By the time they were deep in the heart of the Undergrove, the night had fallen and a drizzle had come spraying down on the Undergrove. Arthur’s thighs burned, and his breath came out misting as advection fog rolled into the Lysfall’s sodden belly. Szephia seemed to have a dogged determination to get them to their destination in one piece and that meant using the most labyrinthine routes possible in case they were trailed.

The sylvmaid did not show it, but Arthur could tell from her body language that she was at her most cautious. She did not stop to ask for directions or hesitate at cross roads to deliberate which streets to take. Time and again, Arthur had an incessant urge to peek over his shoulders whenever he’d feel a glare burning a hole between his shoulder blades.

‘Don’t pay them any mind,’ Szephia gestured beneath her cloak. She’d already known that they had a tail, but her pace neither picked up nor faltered. And so the trio continued their wend through passageways and back alleys; past loud taverns, sketchy looking ateliers spewing funky coloured smoke and dubious shopfronts. None of the shadows lurking in the alleys so much as twitched their way, nor did any drunks or hot-headed sorts step in their path.

If anything, it seemed like people went out of their way to avoid them, parting whenever they saw the sylvmaid strutting down the street like she owned it. Most denizens of the Undergrove seemed to have a good sense of self-preservation to recognise a dangerous character when they saw it.

After meandering through the understreets for what seemed like a whole quartz, they finally arrived at their destination. Arthur heaved a sigh of relief; the circuitous route made it seem as though the feeling of someone glaring holes bored into his back had been a fluke.

Shaking off the unanswered question of who their tail might have been, Arthur caught his breath as he took stock of his new surroundings from beneath his hood. They were evidently in a better part of the Undergrove. Above the thoroughfare floated paper lanterns that coloured the street below with dappled poppy red illumination.

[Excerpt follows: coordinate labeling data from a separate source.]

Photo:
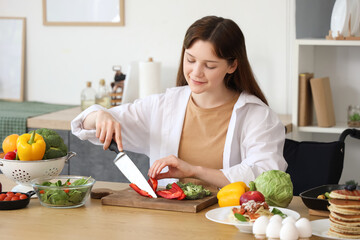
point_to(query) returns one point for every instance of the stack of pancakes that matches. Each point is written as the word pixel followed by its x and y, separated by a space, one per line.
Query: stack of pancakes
pixel 344 214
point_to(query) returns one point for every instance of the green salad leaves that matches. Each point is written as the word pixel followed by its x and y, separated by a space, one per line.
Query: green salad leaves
pixel 66 194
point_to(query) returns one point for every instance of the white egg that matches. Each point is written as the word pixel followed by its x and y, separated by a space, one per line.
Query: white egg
pixel 273 229
pixel 304 227
pixel 289 232
pixel 288 219
pixel 259 227
pixel 276 217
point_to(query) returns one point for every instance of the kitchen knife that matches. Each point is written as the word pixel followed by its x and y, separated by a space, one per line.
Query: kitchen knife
pixel 129 169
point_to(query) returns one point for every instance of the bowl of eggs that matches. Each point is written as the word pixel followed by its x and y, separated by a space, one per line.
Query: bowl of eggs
pixel 225 215
pixel 277 228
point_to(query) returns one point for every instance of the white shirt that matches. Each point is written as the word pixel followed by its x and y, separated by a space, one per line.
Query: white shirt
pixel 153 125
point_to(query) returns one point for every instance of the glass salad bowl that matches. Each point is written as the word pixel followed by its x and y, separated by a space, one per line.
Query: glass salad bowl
pixel 63 191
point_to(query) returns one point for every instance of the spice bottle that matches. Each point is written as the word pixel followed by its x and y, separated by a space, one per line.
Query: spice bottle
pixel 117 87
pixel 87 96
pixel 102 95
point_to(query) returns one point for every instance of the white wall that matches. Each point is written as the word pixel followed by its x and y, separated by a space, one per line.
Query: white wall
pixel 59 60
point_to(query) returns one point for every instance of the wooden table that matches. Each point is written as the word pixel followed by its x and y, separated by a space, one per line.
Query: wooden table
pixel 96 221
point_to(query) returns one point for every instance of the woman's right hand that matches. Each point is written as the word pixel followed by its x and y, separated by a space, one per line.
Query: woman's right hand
pixel 107 128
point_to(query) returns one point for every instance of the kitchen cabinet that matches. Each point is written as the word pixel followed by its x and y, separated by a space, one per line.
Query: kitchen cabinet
pixel 338 60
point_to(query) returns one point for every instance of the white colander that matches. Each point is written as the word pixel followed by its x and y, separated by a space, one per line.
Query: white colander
pixel 22 172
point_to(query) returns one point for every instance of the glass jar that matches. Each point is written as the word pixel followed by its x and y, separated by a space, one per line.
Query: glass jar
pixel 87 96
pixel 354 116
pixel 103 95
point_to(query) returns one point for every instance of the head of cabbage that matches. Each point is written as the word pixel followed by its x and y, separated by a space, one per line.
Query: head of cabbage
pixel 276 186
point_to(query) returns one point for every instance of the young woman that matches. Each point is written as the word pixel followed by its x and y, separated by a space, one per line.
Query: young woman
pixel 215 126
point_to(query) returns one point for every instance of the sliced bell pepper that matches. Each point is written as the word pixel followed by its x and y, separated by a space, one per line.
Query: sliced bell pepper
pixel 168 194
pixel 139 191
pixel 176 188
pixel 153 183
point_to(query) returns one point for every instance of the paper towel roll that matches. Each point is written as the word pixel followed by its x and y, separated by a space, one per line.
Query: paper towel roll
pixel 149 78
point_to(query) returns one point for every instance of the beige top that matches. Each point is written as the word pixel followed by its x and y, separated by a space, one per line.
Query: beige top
pixel 203 134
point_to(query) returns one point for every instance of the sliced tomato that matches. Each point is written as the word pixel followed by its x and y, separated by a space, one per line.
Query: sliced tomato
pixel 15 198
pixel 176 188
pixel 153 183
pixel 2 196
pixel 139 191
pixel 168 194
pixel 23 196
pixel 239 210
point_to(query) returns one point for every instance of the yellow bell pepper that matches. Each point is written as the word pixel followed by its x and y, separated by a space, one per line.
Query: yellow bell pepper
pixel 230 194
pixel 30 147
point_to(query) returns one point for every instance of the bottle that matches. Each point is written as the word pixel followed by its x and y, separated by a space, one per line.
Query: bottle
pixel 102 95
pixel 87 96
pixel 117 87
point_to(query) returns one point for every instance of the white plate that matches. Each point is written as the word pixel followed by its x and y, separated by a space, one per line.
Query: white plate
pixel 224 215
pixel 340 17
pixel 321 227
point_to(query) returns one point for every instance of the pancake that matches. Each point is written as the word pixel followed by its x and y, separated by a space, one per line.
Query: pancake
pixel 344 226
pixel 345 211
pixel 345 203
pixel 345 218
pixel 345 194
pixel 344 214
pixel 341 235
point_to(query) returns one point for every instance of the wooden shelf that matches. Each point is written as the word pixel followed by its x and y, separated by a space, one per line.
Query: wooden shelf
pixel 324 42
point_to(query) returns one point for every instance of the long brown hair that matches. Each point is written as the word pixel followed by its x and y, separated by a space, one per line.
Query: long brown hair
pixel 229 44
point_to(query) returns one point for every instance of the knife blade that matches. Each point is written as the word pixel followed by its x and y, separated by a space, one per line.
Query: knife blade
pixel 130 171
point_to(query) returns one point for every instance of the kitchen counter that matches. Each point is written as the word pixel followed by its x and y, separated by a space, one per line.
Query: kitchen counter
pixel 96 221
pixel 61 120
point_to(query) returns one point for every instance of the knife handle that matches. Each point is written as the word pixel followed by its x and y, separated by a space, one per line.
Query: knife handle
pixel 113 146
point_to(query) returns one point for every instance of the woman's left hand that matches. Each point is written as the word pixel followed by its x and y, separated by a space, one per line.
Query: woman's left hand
pixel 177 168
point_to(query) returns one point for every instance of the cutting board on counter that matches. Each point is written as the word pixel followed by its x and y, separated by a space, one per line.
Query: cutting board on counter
pixel 129 198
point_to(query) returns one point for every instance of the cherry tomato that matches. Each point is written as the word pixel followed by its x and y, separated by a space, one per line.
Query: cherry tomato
pixel 23 196
pixel 7 199
pixel 10 194
pixel 15 198
pixel 2 196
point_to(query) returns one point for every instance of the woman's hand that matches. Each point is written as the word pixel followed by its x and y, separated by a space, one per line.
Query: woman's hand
pixel 107 128
pixel 177 168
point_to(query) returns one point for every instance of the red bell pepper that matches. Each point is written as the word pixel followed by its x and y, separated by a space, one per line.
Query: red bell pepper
pixel 168 194
pixel 140 191
pixel 153 183
pixel 176 188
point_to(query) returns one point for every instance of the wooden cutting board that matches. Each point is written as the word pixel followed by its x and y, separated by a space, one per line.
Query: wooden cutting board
pixel 129 198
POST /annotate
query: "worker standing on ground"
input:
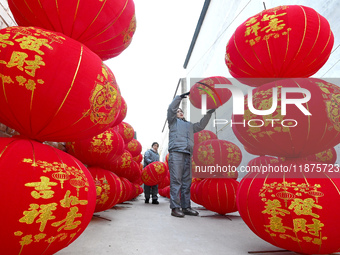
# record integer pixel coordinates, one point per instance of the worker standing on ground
(181, 143)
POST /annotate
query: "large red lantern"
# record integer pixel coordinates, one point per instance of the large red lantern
(108, 188)
(203, 135)
(215, 96)
(165, 192)
(134, 147)
(283, 42)
(293, 134)
(54, 88)
(106, 27)
(220, 155)
(154, 173)
(219, 195)
(262, 161)
(166, 181)
(99, 150)
(294, 206)
(328, 156)
(48, 197)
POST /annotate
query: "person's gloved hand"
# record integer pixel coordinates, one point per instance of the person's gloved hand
(211, 111)
(185, 95)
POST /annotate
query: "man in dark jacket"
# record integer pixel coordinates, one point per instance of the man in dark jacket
(181, 143)
(149, 157)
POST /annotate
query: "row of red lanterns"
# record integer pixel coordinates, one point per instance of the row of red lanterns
(57, 88)
(292, 206)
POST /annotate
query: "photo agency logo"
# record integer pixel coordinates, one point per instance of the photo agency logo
(274, 106)
(280, 99)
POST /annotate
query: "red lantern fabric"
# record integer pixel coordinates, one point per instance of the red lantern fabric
(106, 27)
(166, 181)
(154, 173)
(203, 135)
(219, 195)
(220, 155)
(195, 191)
(328, 156)
(262, 161)
(294, 134)
(283, 42)
(215, 96)
(293, 207)
(165, 192)
(54, 88)
(108, 188)
(134, 147)
(48, 198)
(99, 150)
(126, 131)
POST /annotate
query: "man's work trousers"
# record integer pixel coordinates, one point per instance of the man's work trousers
(180, 179)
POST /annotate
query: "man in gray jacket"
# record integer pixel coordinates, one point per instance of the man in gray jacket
(181, 143)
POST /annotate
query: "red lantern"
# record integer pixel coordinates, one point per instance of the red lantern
(282, 42)
(223, 156)
(293, 207)
(48, 197)
(294, 134)
(219, 195)
(166, 181)
(106, 27)
(203, 135)
(328, 156)
(262, 161)
(194, 191)
(165, 192)
(108, 188)
(126, 131)
(54, 88)
(154, 173)
(134, 147)
(215, 96)
(99, 150)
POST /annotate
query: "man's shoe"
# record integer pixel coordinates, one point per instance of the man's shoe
(177, 212)
(189, 211)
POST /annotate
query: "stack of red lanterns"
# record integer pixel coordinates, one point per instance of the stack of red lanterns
(293, 203)
(56, 88)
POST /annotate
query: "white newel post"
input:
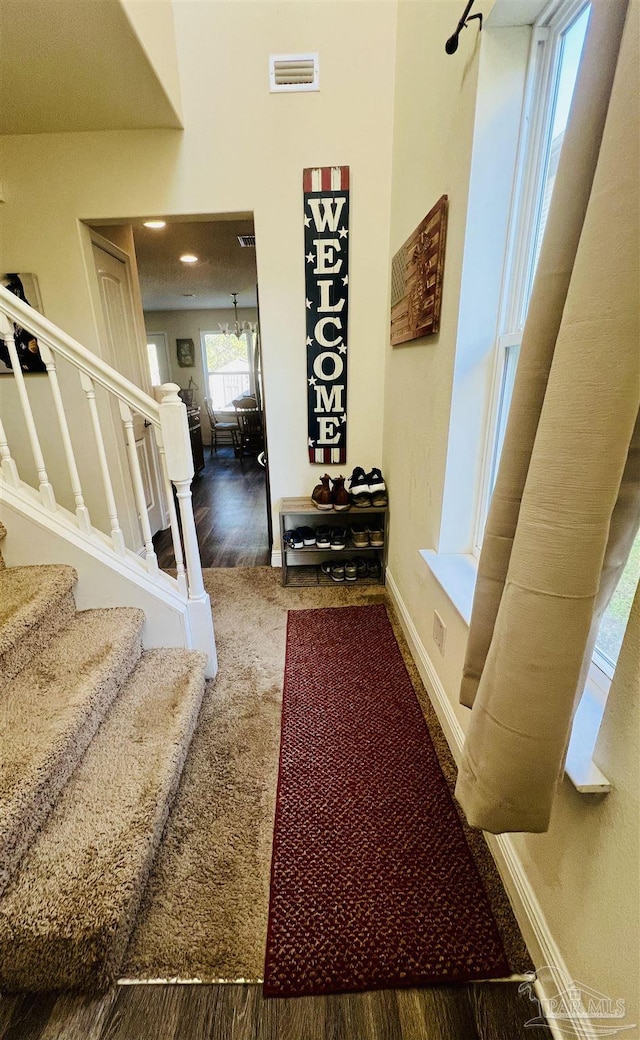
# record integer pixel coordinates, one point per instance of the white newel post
(180, 469)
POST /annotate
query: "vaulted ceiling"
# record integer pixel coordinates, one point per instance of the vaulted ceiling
(76, 65)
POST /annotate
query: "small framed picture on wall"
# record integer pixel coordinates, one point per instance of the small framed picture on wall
(186, 353)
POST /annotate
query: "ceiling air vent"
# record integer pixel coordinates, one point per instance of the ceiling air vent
(293, 72)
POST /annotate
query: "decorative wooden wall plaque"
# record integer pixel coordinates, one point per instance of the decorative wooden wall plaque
(416, 278)
(326, 214)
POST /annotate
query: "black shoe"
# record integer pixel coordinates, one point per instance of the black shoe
(293, 539)
(323, 537)
(351, 571)
(359, 536)
(376, 535)
(361, 570)
(375, 481)
(358, 484)
(338, 538)
(337, 572)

The streets were well maintained and the general architecture evoked a certain motif― Arthur did a double take at the Oriendali style pavilion as his cheeks burned.

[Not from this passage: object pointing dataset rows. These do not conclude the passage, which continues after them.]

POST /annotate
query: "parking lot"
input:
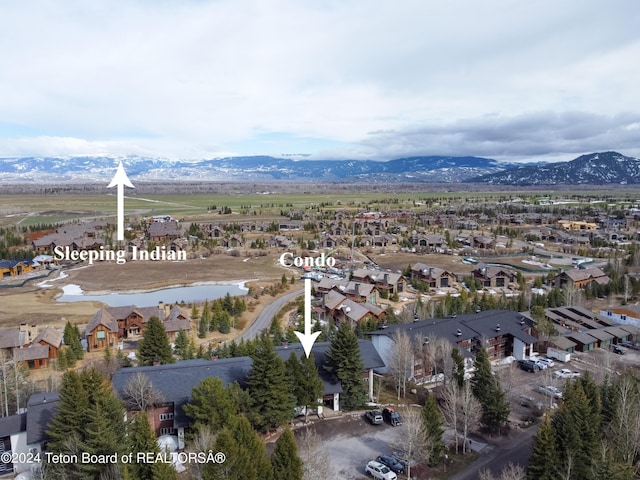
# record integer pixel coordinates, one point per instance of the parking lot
(350, 441)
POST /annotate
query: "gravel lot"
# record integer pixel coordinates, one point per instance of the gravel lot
(351, 441)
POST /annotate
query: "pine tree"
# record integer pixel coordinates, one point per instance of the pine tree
(284, 460)
(543, 463)
(458, 368)
(346, 363)
(486, 388)
(211, 404)
(269, 388)
(154, 345)
(89, 418)
(181, 344)
(434, 429)
(141, 439)
(245, 455)
(70, 414)
(307, 387)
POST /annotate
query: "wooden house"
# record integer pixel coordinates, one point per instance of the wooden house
(435, 277)
(494, 276)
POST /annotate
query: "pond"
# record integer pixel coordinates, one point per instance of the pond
(193, 293)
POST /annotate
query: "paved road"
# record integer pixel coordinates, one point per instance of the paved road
(264, 318)
(516, 450)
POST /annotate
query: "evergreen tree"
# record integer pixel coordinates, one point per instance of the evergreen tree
(181, 344)
(245, 454)
(89, 418)
(458, 368)
(154, 345)
(433, 429)
(543, 463)
(577, 440)
(211, 404)
(141, 439)
(306, 384)
(69, 419)
(269, 388)
(346, 363)
(486, 388)
(284, 460)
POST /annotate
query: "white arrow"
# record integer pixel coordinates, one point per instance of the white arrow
(307, 339)
(120, 179)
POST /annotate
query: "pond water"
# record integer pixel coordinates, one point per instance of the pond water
(193, 293)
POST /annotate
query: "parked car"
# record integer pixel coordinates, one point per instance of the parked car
(617, 349)
(550, 391)
(565, 373)
(391, 416)
(528, 366)
(548, 362)
(379, 471)
(542, 365)
(391, 462)
(374, 417)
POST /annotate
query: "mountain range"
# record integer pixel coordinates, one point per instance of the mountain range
(595, 168)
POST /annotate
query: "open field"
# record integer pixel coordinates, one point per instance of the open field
(265, 200)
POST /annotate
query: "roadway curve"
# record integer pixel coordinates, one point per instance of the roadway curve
(505, 450)
(263, 321)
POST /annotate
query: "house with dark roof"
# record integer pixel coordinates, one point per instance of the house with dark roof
(111, 324)
(504, 333)
(391, 282)
(175, 382)
(435, 277)
(13, 268)
(12, 439)
(492, 276)
(332, 388)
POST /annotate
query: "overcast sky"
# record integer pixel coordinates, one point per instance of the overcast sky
(505, 79)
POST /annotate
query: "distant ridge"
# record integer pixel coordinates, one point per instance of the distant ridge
(595, 168)
(250, 168)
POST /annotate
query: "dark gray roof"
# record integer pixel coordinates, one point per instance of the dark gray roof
(13, 424)
(468, 327)
(41, 408)
(11, 337)
(176, 380)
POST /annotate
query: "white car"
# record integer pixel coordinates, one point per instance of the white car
(565, 373)
(379, 471)
(548, 362)
(550, 391)
(538, 361)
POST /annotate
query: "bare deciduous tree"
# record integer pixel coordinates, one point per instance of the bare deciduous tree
(412, 439)
(401, 361)
(139, 394)
(450, 402)
(470, 412)
(510, 472)
(315, 457)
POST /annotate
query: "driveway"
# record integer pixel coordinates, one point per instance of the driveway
(263, 321)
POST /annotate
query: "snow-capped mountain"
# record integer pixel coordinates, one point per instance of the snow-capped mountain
(595, 168)
(253, 168)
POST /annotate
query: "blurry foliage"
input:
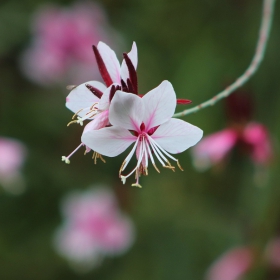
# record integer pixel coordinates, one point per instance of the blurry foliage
(185, 219)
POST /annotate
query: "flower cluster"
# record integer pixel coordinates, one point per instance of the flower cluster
(250, 136)
(93, 228)
(119, 117)
(61, 37)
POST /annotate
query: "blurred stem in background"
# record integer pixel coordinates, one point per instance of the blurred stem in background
(267, 16)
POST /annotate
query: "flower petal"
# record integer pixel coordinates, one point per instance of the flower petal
(100, 121)
(126, 110)
(81, 97)
(111, 62)
(213, 148)
(108, 141)
(160, 104)
(134, 59)
(175, 136)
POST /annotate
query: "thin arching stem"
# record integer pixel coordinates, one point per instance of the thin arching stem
(267, 15)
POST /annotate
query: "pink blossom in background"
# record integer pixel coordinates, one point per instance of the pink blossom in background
(214, 148)
(12, 156)
(272, 253)
(242, 132)
(61, 50)
(94, 228)
(232, 265)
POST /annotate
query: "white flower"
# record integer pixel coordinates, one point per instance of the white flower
(148, 123)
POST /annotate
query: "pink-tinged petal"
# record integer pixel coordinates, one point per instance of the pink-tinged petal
(105, 99)
(232, 265)
(108, 141)
(100, 121)
(126, 110)
(175, 136)
(160, 104)
(111, 62)
(81, 97)
(134, 59)
(257, 136)
(213, 148)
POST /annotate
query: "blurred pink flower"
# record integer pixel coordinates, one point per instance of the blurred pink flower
(232, 265)
(12, 156)
(62, 40)
(93, 228)
(214, 148)
(272, 253)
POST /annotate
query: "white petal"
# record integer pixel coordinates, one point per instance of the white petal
(81, 97)
(104, 100)
(108, 141)
(160, 104)
(111, 62)
(126, 110)
(134, 59)
(175, 136)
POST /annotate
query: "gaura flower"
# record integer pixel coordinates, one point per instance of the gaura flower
(60, 40)
(94, 227)
(249, 136)
(147, 122)
(91, 100)
(252, 138)
(12, 157)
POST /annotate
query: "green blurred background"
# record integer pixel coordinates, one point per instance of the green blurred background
(184, 220)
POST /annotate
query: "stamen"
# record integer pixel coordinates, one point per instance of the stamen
(121, 169)
(151, 157)
(156, 168)
(77, 114)
(137, 185)
(67, 159)
(128, 158)
(70, 87)
(170, 167)
(96, 156)
(179, 165)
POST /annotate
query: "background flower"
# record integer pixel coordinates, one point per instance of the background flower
(12, 156)
(62, 38)
(93, 228)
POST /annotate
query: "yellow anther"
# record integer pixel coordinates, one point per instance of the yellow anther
(179, 165)
(156, 168)
(96, 156)
(169, 167)
(70, 87)
(121, 169)
(76, 114)
(72, 122)
(92, 106)
(137, 185)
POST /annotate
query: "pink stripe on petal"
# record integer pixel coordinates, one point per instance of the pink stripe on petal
(109, 141)
(177, 135)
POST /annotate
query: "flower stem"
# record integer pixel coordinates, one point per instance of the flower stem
(267, 15)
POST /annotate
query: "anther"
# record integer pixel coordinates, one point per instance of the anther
(70, 87)
(179, 165)
(66, 159)
(76, 114)
(71, 122)
(169, 167)
(137, 185)
(121, 169)
(156, 168)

Around the colonnades, and on the friezes, were curvy feminine statues in luscious poses. The eaves were lacquered scarlet, and festooned with sheer drapery that had the florid embroidery of flame orchids while garlands of the same.

’Oh boy,’ Arthur cringed at the ostentatious signpost.

’ The Morning Dew,’ the sign read. Beneath that was the carved relief of feminine forms draped over the stem of a flower like pole dancers. The flower petals, resembling Calla lilies, were tilted back and seemed to be pouring water or whatever the artist wanted to portray as a liquid equivalent. While Arthur would not have considered himself a prude, there was just about enough innuendo to burn the tips off Nora’s ears.

“Follow me,” Szephia whispered, startling Arthur who’d been caught in a half-thrall. The sylvmaid unerringly headed for it through its streamers of faux silken flowers that hid away the entrance. Nora and Arthur both seemed to hesitate but awkwardly strode after the sylvmaid who was disappearing into the overhang decorations.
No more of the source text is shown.